(PP21): LOWAIN Project (LOW Arithmetic INtensity Specific Architectures)
Performance Analysis and Optimization
TimeWednesday, June 19th3:15pm - 4pm CEST
DescriptionWhen running the HPCG benchmark, conceived as a representative of supercomputer simulations, most modern supercomputers aren’t using more than 1.5-2.0% of their peak computing power.
Extrapolating, a future Summit-like (peak) exascale supercomputer would execute ~15 PFlop/s when running the HPCG.
The principal reason of poor HPCG behavior is low flop/byte ratio (counting just bytes crossing the processor-memory boundary!).

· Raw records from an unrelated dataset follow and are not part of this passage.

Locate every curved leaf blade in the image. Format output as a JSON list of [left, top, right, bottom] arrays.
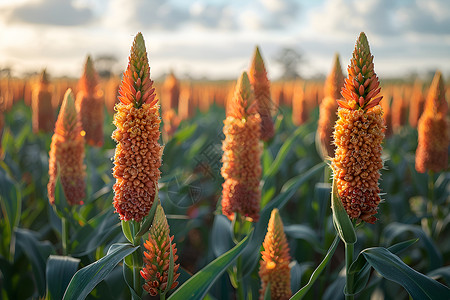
[[46, 255, 80, 300], [63, 244, 139, 300], [242, 163, 325, 276], [331, 177, 356, 244], [169, 233, 252, 300], [291, 235, 339, 300], [362, 247, 450, 299]]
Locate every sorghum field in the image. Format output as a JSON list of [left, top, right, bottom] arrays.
[[0, 33, 450, 300]]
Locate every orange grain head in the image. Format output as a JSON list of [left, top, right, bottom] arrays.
[[337, 32, 382, 111], [259, 208, 292, 299], [112, 33, 162, 222], [248, 47, 275, 141], [118, 32, 157, 108], [47, 89, 86, 205], [221, 72, 261, 222], [416, 71, 450, 173], [140, 204, 180, 296]]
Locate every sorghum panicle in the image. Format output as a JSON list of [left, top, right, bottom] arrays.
[[47, 89, 86, 205], [248, 47, 275, 141], [259, 208, 292, 300], [112, 33, 163, 222], [31, 70, 55, 133], [221, 72, 261, 222], [141, 205, 180, 296], [76, 56, 105, 147], [332, 33, 384, 223], [416, 71, 450, 173], [317, 54, 344, 158]]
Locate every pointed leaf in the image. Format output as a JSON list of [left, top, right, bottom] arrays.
[[362, 247, 450, 299], [348, 239, 417, 295], [63, 244, 139, 300], [242, 163, 325, 276], [383, 222, 443, 269], [331, 178, 356, 244], [169, 233, 252, 300], [0, 168, 22, 240], [46, 255, 80, 300], [15, 228, 54, 296], [291, 235, 339, 300]]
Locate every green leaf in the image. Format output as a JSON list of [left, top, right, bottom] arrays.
[[46, 255, 80, 300], [71, 206, 121, 257], [173, 123, 197, 144], [122, 265, 141, 300], [291, 235, 339, 300], [120, 220, 133, 243], [348, 239, 417, 295], [242, 163, 325, 276], [0, 167, 22, 246], [63, 244, 139, 300], [362, 247, 450, 299], [427, 266, 450, 284], [264, 126, 305, 181], [331, 178, 356, 244], [169, 234, 252, 300], [284, 224, 325, 254], [15, 228, 54, 297], [53, 172, 72, 220], [264, 282, 272, 300], [211, 215, 234, 257], [383, 222, 443, 270]]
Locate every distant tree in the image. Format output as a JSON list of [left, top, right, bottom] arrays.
[[275, 47, 304, 80], [94, 54, 118, 78]]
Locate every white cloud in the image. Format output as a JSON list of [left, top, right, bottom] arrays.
[[3, 0, 93, 26]]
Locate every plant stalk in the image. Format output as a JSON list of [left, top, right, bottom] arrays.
[[427, 171, 435, 236], [61, 217, 70, 255], [345, 243, 354, 300], [236, 256, 245, 300]]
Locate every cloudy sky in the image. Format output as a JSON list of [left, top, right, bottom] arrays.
[[0, 0, 450, 79]]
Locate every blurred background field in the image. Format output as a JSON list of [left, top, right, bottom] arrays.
[[0, 67, 450, 299]]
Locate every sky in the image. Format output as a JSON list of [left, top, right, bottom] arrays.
[[0, 0, 450, 79]]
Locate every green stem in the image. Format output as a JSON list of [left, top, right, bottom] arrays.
[[323, 166, 332, 183], [61, 217, 70, 255], [345, 243, 354, 300], [427, 171, 435, 236], [236, 256, 245, 300], [232, 213, 247, 300], [132, 251, 142, 295]]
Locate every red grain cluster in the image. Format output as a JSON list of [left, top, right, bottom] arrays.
[[76, 56, 105, 147], [332, 33, 385, 223], [248, 47, 275, 141], [112, 33, 163, 222], [31, 70, 55, 133], [140, 205, 180, 296], [416, 71, 450, 173], [259, 209, 292, 300], [47, 89, 86, 205], [221, 72, 261, 222]]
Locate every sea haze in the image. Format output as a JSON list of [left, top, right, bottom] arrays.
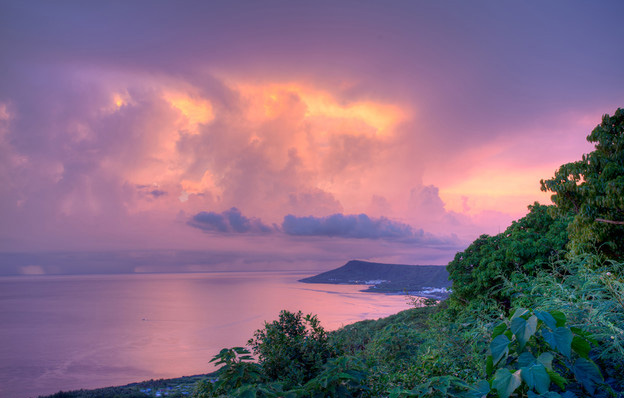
[[0, 272, 408, 398]]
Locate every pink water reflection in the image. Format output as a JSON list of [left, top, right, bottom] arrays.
[[0, 272, 408, 397]]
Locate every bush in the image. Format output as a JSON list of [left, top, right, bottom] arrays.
[[248, 311, 332, 388]]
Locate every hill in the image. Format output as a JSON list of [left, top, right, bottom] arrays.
[[300, 260, 451, 299]]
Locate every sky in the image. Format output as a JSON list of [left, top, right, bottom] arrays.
[[0, 0, 624, 274]]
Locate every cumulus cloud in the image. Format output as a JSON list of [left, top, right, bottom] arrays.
[[188, 207, 273, 234]]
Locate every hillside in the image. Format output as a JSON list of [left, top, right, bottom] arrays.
[[300, 260, 451, 299]]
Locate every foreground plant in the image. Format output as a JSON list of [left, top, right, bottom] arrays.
[[481, 308, 610, 398]]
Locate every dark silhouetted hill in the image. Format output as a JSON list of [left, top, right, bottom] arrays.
[[300, 260, 451, 299]]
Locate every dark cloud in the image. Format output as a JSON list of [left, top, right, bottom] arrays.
[[282, 214, 457, 244], [188, 207, 273, 234]]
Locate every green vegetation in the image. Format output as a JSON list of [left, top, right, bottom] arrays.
[[40, 109, 624, 398]]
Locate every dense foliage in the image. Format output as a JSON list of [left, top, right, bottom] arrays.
[[447, 203, 570, 308], [541, 108, 624, 260]]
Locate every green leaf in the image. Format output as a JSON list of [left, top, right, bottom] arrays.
[[459, 380, 492, 398], [553, 327, 573, 358], [537, 352, 554, 370], [570, 327, 598, 345], [520, 363, 550, 394], [490, 334, 511, 365], [485, 355, 494, 376], [492, 369, 522, 398], [518, 351, 537, 368], [535, 311, 557, 330], [509, 315, 537, 351], [492, 322, 507, 338], [510, 308, 529, 321], [550, 310, 566, 326], [572, 358, 604, 395], [572, 336, 591, 359], [546, 368, 568, 390]]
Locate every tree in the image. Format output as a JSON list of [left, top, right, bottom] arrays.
[[541, 108, 624, 260], [446, 202, 570, 308], [248, 310, 332, 388]]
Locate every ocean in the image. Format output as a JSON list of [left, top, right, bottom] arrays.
[[0, 272, 409, 398]]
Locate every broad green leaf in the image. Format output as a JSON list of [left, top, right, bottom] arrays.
[[492, 369, 522, 398], [535, 311, 557, 330], [570, 327, 598, 345], [572, 336, 591, 359], [490, 334, 511, 365], [518, 351, 537, 368], [492, 322, 507, 338], [546, 368, 568, 390], [572, 358, 604, 395], [537, 352, 554, 370], [541, 329, 557, 350], [485, 355, 494, 376], [553, 327, 573, 358], [520, 363, 550, 394], [460, 380, 491, 398], [509, 315, 537, 351], [510, 308, 529, 321], [550, 310, 566, 326]]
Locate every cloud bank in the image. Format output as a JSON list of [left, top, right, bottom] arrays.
[[0, 1, 624, 273], [189, 207, 273, 234]]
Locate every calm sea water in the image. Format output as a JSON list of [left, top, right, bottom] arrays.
[[0, 272, 408, 398]]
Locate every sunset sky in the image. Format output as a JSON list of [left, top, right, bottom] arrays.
[[0, 0, 624, 274]]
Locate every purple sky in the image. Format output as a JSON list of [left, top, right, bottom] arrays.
[[0, 1, 624, 274]]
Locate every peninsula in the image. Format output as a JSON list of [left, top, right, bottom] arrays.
[[299, 260, 451, 300]]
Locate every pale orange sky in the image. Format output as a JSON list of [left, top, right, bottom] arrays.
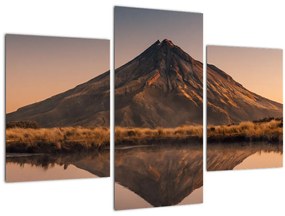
[[5, 34, 110, 113], [207, 46, 283, 103]]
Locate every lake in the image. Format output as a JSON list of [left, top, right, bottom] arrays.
[[115, 144, 203, 210], [207, 142, 283, 171], [6, 151, 110, 182]]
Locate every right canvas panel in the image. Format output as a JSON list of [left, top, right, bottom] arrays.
[[207, 46, 283, 171]]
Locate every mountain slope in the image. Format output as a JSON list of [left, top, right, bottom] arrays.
[[207, 65, 283, 124], [6, 72, 110, 127], [115, 39, 203, 127]]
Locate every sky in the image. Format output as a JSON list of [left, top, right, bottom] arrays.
[[114, 7, 203, 68], [5, 34, 110, 113], [207, 46, 283, 103]]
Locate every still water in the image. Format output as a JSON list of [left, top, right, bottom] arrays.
[[115, 145, 203, 209], [207, 142, 283, 171], [6, 151, 110, 182]]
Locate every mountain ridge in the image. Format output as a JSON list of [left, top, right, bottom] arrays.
[[6, 39, 282, 128]]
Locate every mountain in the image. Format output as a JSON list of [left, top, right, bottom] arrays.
[[207, 143, 283, 171], [115, 39, 203, 127], [115, 145, 203, 206], [6, 39, 282, 128], [207, 64, 283, 124], [6, 71, 110, 127]]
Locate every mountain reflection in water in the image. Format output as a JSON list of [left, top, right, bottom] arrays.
[[115, 145, 203, 208], [6, 151, 110, 182]]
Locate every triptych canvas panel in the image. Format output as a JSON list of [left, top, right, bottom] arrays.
[[5, 7, 283, 210], [207, 46, 283, 171], [6, 35, 110, 182]]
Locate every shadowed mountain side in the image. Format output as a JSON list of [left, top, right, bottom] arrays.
[[6, 71, 110, 127], [6, 151, 110, 177], [115, 145, 203, 206], [115, 39, 203, 128], [207, 143, 283, 171], [207, 65, 283, 124]]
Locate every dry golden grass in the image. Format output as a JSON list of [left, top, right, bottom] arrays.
[[6, 127, 110, 153], [207, 119, 283, 142], [115, 125, 203, 144]]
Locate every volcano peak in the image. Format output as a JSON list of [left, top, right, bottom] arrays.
[[160, 39, 175, 47]]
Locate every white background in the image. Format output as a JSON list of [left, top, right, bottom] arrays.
[[0, 0, 285, 216]]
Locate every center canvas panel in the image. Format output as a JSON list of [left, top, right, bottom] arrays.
[[114, 7, 203, 210]]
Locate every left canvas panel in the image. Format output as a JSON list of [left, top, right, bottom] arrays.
[[5, 34, 110, 182]]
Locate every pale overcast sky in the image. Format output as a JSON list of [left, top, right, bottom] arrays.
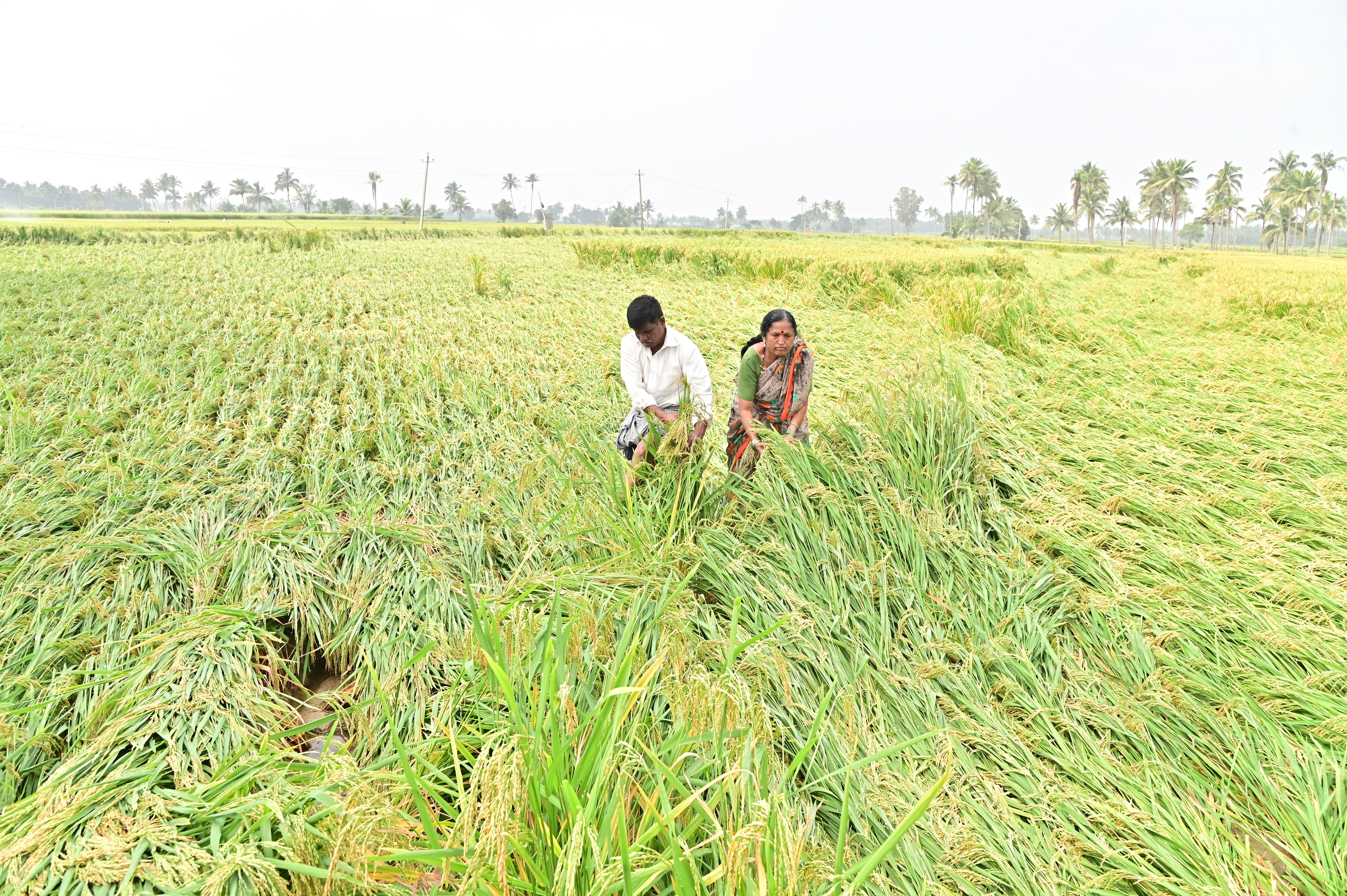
[[0, 0, 1347, 218]]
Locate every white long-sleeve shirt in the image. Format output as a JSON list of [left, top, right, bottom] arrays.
[[622, 326, 711, 420]]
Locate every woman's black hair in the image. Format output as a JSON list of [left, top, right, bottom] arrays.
[[739, 309, 800, 357]]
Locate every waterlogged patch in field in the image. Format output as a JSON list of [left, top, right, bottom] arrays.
[[0, 230, 1347, 896]]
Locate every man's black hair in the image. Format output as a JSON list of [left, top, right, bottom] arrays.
[[626, 295, 664, 330]]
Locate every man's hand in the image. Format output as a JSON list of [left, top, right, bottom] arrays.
[[687, 420, 706, 449], [645, 404, 678, 426]]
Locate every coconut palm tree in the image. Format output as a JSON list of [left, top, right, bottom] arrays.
[[524, 174, 540, 218], [201, 181, 220, 212], [959, 156, 986, 214], [1263, 151, 1305, 183], [136, 178, 159, 212], [155, 174, 182, 212], [1071, 162, 1109, 242], [1080, 183, 1109, 245], [365, 171, 384, 209], [1207, 162, 1243, 249], [108, 183, 136, 210], [449, 193, 470, 224], [229, 178, 252, 208], [501, 174, 518, 205], [1245, 197, 1277, 252], [1103, 195, 1141, 246], [1309, 151, 1347, 257], [275, 168, 303, 212], [1156, 159, 1198, 248], [1043, 202, 1076, 242], [248, 181, 271, 212]]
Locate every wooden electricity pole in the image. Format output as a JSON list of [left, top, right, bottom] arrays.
[[416, 152, 430, 230]]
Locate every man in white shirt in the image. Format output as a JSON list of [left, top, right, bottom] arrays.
[[617, 295, 711, 478]]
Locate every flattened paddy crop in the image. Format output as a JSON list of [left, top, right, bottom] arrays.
[[0, 222, 1347, 896]]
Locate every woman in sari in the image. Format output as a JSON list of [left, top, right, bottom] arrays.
[[726, 309, 814, 476]]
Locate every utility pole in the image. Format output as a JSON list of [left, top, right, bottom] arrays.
[[416, 152, 430, 230]]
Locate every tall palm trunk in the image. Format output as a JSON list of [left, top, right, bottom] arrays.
[[1315, 191, 1325, 259], [1169, 191, 1179, 249]]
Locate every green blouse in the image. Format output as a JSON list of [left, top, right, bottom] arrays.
[[738, 346, 762, 401]]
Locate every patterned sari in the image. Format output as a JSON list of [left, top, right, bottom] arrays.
[[725, 337, 814, 476]]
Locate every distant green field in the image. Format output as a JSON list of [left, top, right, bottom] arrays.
[[0, 230, 1347, 896]]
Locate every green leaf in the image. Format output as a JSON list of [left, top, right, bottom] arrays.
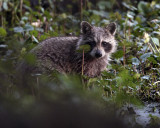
[[141, 75, 150, 80], [140, 52, 152, 63], [77, 44, 91, 53], [0, 27, 7, 37], [24, 24, 34, 31], [3, 2, 8, 11], [151, 37, 159, 46], [138, 1, 150, 15], [32, 35, 39, 43], [132, 58, 140, 65], [14, 27, 24, 33], [113, 50, 123, 59]]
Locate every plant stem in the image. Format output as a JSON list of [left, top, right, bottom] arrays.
[[20, 0, 23, 17], [80, 0, 83, 21], [123, 45, 126, 67]]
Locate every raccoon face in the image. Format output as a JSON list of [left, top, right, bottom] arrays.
[[77, 21, 116, 58]]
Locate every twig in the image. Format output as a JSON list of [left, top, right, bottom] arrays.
[[82, 49, 84, 75]]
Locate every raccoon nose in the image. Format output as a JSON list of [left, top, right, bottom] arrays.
[[95, 50, 102, 58]]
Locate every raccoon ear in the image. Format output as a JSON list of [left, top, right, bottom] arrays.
[[105, 22, 117, 35], [81, 21, 92, 34]]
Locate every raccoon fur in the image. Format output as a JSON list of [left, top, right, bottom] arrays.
[[26, 21, 117, 77]]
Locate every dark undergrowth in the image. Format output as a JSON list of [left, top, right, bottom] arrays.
[[0, 0, 160, 127]]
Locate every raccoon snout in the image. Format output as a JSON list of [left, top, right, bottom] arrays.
[[95, 50, 102, 58]]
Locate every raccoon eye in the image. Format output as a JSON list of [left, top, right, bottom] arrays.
[[86, 41, 96, 46], [102, 41, 110, 46]]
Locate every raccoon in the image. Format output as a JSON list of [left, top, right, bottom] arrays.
[[28, 21, 117, 77]]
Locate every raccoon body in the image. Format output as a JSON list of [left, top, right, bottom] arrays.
[[28, 21, 116, 77]]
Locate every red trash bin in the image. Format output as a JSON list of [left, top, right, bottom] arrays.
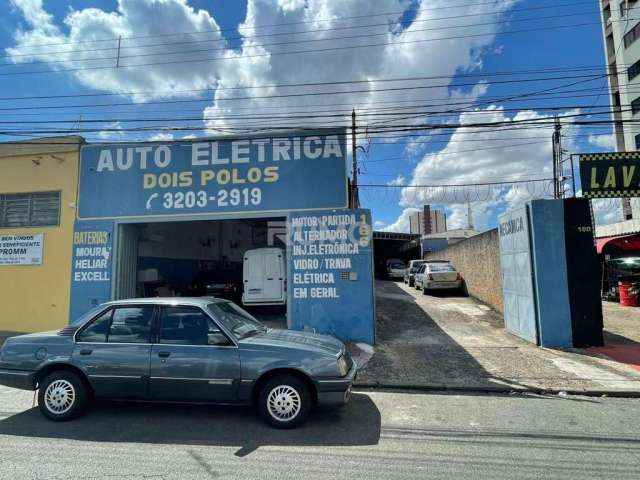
[[618, 280, 640, 307]]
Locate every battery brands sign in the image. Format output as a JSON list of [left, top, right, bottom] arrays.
[[580, 152, 640, 198], [0, 233, 44, 265], [287, 209, 375, 344], [78, 130, 347, 219], [69, 220, 114, 321]]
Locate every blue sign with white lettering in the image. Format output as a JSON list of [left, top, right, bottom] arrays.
[[69, 220, 114, 321], [78, 129, 347, 219], [287, 209, 375, 344]]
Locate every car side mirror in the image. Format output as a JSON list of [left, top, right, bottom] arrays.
[[207, 332, 231, 347]]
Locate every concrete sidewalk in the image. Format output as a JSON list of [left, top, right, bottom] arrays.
[[358, 281, 640, 394]]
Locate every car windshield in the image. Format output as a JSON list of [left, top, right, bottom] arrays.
[[610, 257, 640, 275], [429, 264, 456, 272], [207, 302, 267, 340], [69, 305, 104, 326]]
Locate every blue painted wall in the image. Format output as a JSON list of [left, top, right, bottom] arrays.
[[69, 220, 114, 321], [287, 209, 375, 344], [528, 200, 573, 347]]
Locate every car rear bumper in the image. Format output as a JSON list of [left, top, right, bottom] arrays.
[[315, 362, 358, 406], [0, 370, 36, 390], [424, 280, 462, 290]]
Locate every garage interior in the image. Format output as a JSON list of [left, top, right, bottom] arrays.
[[115, 217, 286, 328]]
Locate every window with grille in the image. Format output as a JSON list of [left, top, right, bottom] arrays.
[[0, 192, 60, 228], [623, 22, 640, 48]]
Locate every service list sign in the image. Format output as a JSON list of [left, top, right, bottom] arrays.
[[78, 129, 347, 219], [0, 233, 44, 265], [287, 209, 375, 344]]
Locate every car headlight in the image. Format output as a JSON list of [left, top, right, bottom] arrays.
[[338, 355, 349, 377]]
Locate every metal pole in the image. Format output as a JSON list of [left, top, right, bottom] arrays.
[[116, 35, 122, 68], [569, 153, 576, 198], [351, 108, 360, 208], [551, 126, 558, 198]]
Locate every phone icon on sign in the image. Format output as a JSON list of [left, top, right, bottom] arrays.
[[147, 193, 158, 210]]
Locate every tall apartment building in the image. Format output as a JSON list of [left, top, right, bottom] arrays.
[[409, 205, 447, 235], [600, 0, 640, 220]]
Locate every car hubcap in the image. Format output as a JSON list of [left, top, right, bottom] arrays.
[[267, 385, 302, 422], [44, 380, 76, 415]]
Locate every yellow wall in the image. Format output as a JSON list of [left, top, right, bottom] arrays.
[[0, 137, 80, 332]]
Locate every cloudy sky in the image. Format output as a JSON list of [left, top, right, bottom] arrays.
[[0, 0, 620, 231]]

SpMV product, the key HPCG component, does MPY+ADD only for each matrix element brought from the memory, i.e., double-precision flop/byte is <=0.25, single-precision flop/byte <=0.5.
E.g., NVIDIA Volta-100 has memory bandwidth 900 GB/s, enough for <=225 SpMV DP GFlop/s, its DP peak computing power 7800 GFlop/s used for <=2.88%.
The first phase of LOWAIN aims to confirm that a wide class of simulations, e.g., NWP, CFD, mechanical deformation, combustion/explosion, exhibits the flop/byte ratio not much higher than the one of the HPCG (already done for the WRF program).
Since it is unlikely the memory bandwidth will be substantially increased in the near future (the Volta-100 memory bus has extremely high width 4096!), the first LOWAIN phase would justify development of application-specific computer architectures more efficient for low flop/byte problems, in particular a highly heretic idea of “exascale-equivalent” computers with the same low-F/B performance as a Summit-like exascale computer, but having strongly sub-exascale peak performance.
The second phase would be directed to design of intelligent memory systems to guarantee the best use of the limited memory bandwidth, since the cache-miss behavior and rather rigid pre-fetch tools of the existing systems are not sufficient.